Andrew Anglin, Gründer der rechtsradikalen Website «Daily Stormer», wollte die Gelegenheit beim Schopf packen. Weil Gersh Jüdin ist, startete er eine Hetzkampagne. Gersh wurde mit Hassmails zugemüllt. Auch der örtliche Rabbiner, der ihr zu Hilfe geeilte war, wurde bedroht. Anglin stellt gar eine Demonstration in Aussicht und verschickte Flyer, in denen die Köpfe von Gersh und dem Rabbi in ein Bild mit dem Tor von Auschwitz kopiert worden waren.
Das war definitiv zu viel für das liberale Städtchen Whitefish. Die jüdische Gemeinde und besorgte Bürger begannen sich zur Wehr zu setzen. Mit Erfolg: Am Tag der Demonstration der Neo-Nazis erschien kein Mensch.

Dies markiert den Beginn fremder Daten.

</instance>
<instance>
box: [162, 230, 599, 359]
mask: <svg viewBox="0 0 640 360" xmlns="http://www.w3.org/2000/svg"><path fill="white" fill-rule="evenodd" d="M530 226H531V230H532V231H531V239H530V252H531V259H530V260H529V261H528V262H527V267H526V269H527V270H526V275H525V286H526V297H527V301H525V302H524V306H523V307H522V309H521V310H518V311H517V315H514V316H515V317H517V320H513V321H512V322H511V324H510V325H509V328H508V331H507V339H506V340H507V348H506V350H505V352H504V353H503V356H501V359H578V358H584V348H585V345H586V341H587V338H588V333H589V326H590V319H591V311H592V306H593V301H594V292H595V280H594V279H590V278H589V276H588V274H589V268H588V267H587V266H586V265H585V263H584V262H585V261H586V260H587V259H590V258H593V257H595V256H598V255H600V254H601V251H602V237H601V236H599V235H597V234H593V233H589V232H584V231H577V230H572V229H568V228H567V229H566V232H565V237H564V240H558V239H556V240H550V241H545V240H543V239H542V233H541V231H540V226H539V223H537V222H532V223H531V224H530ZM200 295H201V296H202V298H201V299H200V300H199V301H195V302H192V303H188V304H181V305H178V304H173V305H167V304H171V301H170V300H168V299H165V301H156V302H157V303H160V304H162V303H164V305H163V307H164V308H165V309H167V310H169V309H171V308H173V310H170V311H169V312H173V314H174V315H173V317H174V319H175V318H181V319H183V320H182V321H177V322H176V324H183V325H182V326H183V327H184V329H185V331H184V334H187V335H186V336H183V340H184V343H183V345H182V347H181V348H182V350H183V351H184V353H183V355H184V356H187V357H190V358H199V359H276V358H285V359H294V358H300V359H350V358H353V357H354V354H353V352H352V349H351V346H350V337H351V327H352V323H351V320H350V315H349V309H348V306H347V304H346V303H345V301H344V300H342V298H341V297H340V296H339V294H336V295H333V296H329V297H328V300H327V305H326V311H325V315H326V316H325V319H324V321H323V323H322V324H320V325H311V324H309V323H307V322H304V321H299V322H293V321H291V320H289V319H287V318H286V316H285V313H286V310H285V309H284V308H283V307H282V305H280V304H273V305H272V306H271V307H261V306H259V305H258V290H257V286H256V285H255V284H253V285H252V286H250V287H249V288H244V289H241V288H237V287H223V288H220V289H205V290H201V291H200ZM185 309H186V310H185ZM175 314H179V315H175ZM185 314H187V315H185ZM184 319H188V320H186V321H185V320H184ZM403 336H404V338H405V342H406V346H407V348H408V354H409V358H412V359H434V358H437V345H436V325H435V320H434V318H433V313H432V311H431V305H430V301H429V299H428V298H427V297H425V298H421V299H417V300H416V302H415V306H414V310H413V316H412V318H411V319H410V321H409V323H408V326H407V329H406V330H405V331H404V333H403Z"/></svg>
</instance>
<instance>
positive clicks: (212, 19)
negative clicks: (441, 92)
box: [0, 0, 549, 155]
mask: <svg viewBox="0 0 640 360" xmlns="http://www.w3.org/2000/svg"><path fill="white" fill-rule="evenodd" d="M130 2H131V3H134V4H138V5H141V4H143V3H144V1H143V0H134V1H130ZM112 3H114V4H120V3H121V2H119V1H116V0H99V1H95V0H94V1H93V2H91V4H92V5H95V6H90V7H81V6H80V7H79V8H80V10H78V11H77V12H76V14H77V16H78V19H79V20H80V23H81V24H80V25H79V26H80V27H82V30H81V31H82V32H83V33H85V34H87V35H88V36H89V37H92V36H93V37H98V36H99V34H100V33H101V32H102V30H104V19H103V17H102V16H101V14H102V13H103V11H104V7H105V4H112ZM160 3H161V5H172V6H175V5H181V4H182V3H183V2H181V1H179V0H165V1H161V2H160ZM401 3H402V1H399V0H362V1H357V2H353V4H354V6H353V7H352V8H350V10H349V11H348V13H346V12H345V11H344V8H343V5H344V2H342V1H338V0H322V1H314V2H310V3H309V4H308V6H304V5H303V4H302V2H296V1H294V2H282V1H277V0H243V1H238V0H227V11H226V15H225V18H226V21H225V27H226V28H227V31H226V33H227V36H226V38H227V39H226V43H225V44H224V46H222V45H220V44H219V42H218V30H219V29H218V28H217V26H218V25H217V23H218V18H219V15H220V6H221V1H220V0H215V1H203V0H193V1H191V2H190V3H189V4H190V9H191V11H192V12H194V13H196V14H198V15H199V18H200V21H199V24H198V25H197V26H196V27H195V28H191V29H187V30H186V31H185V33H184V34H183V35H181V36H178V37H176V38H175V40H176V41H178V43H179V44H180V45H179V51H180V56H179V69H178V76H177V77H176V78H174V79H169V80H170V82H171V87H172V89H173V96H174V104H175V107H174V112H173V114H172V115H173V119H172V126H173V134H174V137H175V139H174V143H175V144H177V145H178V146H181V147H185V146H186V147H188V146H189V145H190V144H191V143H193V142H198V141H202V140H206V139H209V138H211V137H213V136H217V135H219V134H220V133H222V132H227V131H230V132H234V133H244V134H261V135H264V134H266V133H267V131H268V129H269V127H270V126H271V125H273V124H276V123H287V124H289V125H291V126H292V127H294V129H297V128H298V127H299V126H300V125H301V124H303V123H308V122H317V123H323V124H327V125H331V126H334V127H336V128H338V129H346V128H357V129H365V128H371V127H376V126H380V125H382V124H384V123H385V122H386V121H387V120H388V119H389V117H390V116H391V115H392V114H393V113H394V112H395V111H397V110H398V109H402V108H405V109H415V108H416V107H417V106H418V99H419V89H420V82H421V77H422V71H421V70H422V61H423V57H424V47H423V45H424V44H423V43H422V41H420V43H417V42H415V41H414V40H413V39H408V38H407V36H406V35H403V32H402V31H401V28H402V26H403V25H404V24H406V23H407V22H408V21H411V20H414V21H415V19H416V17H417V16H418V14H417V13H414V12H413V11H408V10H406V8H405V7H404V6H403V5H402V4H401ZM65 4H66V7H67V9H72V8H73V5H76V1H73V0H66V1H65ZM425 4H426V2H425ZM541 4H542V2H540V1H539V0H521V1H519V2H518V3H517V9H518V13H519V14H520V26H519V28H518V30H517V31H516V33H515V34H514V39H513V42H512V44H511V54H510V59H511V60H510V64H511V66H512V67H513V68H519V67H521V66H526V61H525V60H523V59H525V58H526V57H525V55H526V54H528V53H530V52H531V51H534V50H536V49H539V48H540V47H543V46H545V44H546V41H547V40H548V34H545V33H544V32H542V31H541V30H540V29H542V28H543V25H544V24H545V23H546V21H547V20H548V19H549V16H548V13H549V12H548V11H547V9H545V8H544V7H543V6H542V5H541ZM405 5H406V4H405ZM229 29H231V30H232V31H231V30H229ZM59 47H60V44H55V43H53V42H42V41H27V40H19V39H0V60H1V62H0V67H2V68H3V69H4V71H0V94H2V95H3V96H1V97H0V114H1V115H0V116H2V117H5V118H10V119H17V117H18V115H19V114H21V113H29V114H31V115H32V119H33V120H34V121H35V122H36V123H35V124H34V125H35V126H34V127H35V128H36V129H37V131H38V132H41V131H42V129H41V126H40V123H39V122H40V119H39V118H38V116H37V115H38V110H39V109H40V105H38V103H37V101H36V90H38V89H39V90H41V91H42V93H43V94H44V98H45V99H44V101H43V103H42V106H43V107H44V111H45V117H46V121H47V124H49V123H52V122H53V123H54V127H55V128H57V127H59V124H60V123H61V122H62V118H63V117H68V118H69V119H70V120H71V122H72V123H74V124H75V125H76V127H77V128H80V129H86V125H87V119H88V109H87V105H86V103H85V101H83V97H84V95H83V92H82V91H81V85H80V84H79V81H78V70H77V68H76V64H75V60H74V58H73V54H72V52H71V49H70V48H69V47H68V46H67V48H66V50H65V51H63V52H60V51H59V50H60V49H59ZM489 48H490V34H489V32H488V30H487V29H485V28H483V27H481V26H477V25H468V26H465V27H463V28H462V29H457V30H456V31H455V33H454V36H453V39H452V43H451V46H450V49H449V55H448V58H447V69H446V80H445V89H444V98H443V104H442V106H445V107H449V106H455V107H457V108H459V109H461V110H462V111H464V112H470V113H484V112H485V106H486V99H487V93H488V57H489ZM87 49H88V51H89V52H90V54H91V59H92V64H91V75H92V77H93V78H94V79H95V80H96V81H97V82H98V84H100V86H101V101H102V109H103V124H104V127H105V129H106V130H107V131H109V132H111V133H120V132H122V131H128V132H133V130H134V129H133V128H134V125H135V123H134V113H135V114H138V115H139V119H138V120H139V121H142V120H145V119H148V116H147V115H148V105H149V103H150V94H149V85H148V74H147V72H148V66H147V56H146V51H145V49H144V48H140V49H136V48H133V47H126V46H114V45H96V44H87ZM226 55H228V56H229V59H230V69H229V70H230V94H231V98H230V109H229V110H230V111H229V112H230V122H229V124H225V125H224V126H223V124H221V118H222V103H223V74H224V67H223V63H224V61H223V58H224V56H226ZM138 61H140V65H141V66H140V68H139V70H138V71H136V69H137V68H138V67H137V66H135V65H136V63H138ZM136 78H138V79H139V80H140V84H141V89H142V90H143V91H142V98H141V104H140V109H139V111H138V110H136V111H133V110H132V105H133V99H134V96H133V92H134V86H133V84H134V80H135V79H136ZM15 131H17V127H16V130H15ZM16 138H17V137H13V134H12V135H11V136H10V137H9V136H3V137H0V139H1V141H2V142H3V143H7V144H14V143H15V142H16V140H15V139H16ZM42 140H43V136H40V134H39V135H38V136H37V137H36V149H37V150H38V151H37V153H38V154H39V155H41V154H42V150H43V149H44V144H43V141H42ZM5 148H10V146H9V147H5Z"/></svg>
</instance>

Gersh klagte Anglin wegen Verletzung der Privatsphäre und Bedrohung an – und bekam Recht. Ein Richter verurteilte den Neo-Nazi zu einem Schmerzensgeld in der Höhe von 14 Millionen Dollar.
Richard Spencer ist derweil in Whitefish zum Paria geworden. Er kann in keinem Restaurant mehr einen Tisch reservieren. Seine Organisation hat sich aufgelöst – und seine Frau hat sich scheiden lassen.